After abortive attempts at estate building in the 1820s, the large houses and farms that had previously lined the main road were demolished to make way for terraces of houses, the first of which was built in 1850 after the opening of Kilburn station on the London to Birmingham line.
At the same time, villas for the upper middle classes were built on the former estate of Kilburn Priory. Outlying areas like Brondesbury, Shoot Up Hill and West Kilburn were developed from the 1860s. A number of private schools opened, including one run by AA Milne’s father, which the writer attended, as did HG Wells and the newspaper proprietor Alfred Harmsworth. The district became poorer later in the century, the schools closed, large houses were subdivided or took in lodgers, and a variety of immigrants began to move here, especially the Irish. Kilburn became a popular place for public entertainment and entrepreneurs established several variety theatres.

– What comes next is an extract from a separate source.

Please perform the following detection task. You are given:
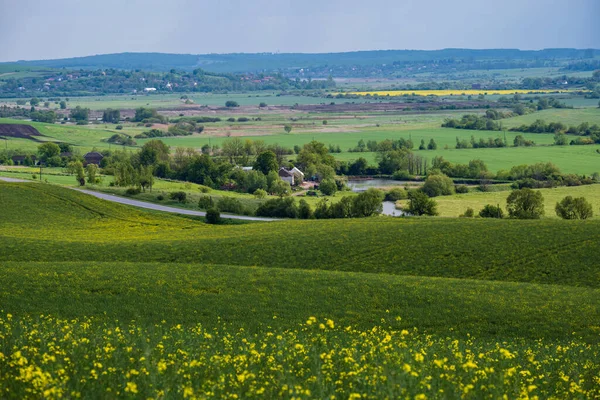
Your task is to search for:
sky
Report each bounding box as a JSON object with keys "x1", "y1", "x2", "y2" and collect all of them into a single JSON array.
[{"x1": 0, "y1": 0, "x2": 600, "y2": 62}]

When the Gaumont State opened on Kilburn High Road in 1937 it was Europe’s most capacious cinema, with 4,000 seats. Adorned by a 120-foot tower, the cinema’s external styling – and its name – paid homage to New York’s Empire State Building, which had been built at the beginning of the 1930s. Like many of London’s grandest old picture houses, the State later became a bingo hall and is now home to an evangelical ministry.
Much of the present housing in Kilburn is the result of slum clearance programmes in the 1930s and the replacement of bomb-damaged properties after the Second World War. Municipal authorities built several estates of flats into the 1970s and Irish settlers were joined by West Indians, Indians and Pakistanis.
Not so many years ago, Kilburn High Road was named the ‘Music Mile’ by the London Tourist Board, with Irish and country music the main specialities, performed at pubs like Biddy Mulligan’s.
Nearly all these establishments have now gone and the Music Mile is no more, although several pubs still have an Irish flavour and/or clientele. The Kiln (formerly Tricycle) Theatre is the district’s leading cultural venue.
Only 5 per cent of Kilburn’s residents are now Irish and many of these are of the older generation; the black African community is larger and – in the Brent half of the district – so is the black Caribbean community. Geographically, Kilburn is shrinking as estate agents choose to market its fringes by other names; such as Maida Vale, West Hampstead, Brondesbury or Queen’s Park.